Au Canada, 94 % des gestionnaires d’actif affirment ne pas avoir modifié leur processus d’investissement relativement à l’ESG, malgré les pressions provenant du sud de la frontière, selon un sondage de la firme de service-conseil Millani. En revanche, ils concèdent que la politisation du sujet rend leur travail plus difficile, et 46 % jugent que l’appellation ESG n’a plus le même poids qu’auparavant, rendant son utilisation plus délicate aujourd’hui.

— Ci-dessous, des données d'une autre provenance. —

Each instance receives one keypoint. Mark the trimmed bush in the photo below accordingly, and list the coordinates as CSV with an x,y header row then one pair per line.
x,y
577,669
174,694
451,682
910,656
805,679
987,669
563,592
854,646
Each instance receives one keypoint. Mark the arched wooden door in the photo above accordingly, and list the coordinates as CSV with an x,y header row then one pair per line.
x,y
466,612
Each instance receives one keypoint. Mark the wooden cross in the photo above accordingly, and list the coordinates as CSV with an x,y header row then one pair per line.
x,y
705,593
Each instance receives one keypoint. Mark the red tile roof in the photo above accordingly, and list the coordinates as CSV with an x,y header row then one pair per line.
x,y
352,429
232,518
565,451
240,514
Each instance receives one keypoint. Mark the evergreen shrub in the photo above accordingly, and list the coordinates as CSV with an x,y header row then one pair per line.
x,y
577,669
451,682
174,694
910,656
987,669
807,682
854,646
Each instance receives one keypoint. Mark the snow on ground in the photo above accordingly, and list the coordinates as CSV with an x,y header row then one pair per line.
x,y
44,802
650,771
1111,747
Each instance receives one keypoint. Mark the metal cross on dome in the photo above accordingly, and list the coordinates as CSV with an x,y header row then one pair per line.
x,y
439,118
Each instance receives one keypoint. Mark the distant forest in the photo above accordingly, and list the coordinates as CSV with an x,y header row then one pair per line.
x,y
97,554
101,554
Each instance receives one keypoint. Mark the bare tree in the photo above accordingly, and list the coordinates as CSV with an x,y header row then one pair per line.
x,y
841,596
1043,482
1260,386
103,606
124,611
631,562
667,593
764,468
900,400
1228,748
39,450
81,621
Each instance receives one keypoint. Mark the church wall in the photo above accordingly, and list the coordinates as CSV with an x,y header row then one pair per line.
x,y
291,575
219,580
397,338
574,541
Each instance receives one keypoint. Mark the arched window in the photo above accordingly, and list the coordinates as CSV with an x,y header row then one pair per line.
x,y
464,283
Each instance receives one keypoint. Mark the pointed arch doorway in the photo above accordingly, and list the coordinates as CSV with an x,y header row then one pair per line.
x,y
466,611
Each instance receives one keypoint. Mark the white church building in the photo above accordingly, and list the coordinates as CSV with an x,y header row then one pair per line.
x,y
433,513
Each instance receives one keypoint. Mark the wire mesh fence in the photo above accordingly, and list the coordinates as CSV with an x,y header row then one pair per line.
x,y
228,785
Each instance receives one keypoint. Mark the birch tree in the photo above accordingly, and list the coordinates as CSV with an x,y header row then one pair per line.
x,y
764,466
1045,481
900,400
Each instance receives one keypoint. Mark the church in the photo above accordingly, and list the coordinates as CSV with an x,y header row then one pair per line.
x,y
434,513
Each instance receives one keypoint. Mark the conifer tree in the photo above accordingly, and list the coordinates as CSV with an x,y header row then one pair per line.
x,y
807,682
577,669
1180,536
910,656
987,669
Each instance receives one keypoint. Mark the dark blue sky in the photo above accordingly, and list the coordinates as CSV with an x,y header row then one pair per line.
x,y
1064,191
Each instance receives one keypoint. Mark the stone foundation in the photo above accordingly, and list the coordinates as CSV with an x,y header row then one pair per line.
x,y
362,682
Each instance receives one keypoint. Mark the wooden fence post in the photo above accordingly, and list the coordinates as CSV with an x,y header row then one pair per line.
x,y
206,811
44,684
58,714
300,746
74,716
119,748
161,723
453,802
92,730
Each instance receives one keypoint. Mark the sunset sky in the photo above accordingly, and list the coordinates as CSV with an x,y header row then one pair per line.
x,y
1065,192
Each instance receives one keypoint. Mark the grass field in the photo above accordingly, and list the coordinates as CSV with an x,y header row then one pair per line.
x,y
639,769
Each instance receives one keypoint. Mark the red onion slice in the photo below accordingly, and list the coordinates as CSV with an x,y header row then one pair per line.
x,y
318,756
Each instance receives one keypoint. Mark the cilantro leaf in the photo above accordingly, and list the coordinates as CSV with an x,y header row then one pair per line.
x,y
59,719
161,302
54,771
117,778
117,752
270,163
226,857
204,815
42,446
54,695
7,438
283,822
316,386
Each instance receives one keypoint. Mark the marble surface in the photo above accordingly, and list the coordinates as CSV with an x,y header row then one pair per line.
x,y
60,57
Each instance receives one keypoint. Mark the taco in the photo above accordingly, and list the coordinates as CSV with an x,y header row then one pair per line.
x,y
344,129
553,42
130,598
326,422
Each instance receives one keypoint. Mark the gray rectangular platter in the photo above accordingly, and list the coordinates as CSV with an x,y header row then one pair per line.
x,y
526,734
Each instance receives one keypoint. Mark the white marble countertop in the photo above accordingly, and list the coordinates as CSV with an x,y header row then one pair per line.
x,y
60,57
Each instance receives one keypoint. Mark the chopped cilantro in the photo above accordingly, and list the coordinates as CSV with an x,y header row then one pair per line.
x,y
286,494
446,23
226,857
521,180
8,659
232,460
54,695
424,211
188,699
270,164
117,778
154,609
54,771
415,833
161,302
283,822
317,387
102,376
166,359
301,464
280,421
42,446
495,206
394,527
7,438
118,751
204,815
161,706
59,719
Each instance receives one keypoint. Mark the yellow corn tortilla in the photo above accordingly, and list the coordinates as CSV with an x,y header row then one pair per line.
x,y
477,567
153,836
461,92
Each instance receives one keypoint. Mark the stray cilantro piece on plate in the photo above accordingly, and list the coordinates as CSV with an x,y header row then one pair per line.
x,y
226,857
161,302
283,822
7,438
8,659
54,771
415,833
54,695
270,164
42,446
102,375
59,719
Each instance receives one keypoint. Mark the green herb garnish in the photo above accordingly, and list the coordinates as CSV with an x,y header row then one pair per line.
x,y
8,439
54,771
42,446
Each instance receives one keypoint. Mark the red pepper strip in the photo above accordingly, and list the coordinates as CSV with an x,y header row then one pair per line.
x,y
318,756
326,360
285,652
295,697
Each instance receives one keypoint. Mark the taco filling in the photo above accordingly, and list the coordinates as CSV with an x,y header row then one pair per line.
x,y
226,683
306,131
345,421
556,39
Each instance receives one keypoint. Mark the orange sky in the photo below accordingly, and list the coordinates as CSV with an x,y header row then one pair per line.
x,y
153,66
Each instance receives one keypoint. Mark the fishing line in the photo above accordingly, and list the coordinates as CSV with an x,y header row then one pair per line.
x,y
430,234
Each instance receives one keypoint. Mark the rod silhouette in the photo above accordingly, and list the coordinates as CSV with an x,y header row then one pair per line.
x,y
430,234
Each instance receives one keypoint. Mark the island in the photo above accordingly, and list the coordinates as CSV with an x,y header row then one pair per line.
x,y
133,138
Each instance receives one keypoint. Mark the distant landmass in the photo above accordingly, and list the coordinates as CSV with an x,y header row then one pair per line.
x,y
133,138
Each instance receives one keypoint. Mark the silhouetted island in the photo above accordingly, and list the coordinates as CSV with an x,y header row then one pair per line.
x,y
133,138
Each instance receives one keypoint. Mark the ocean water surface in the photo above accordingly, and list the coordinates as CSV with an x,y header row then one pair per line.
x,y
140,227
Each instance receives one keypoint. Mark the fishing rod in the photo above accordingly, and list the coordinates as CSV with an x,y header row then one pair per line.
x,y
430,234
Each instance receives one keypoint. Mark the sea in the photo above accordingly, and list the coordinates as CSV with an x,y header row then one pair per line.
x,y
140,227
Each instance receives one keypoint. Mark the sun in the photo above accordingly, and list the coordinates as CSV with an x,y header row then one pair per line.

Les investisseurs institutionnels doivent donc absolument réitérer leur appui à l’intégration des facteurs ESG dans leurs processus d’investissement. Cette confiance renouvelée sera nécessaire pour que les stratégies ESG continuent leur progression alors que l’image de la finance durable risque d’être écorchée au cours des prochaines années en raison d’un environnement économique et géopolitique de plus en plus tendu.
Depuis le début de la guerre en Ukraine, plusieurs gestionnaires de fonds ESG ont par exemple choisi de réintroduire les fabricants d’armement dans leurs portefeuilles, ce qui n’a pas manqué de scandaliser la gauche et de susciter les moqueries de la droite, comme le relate le Financial Times. La réalité est pourtant éminemment complexe. D’un côté, la fabrication d’armes ne répond certainement pas aux principes fondamentaux de l’ESG. Mais de l’autre, donne-t-on vraiment un coup de main à l’humanité en excluant de nos portefeuilles des entreprises qui fournissent aux Ukrainiens le moyen de se défendre contre l’envahisseur russe ? Ce sera ultimement aux investisseurs comme les caisses de retraite de trancher.
• Ce texte a été publié dans l’édition de novembre 2024 du magazine Avantages.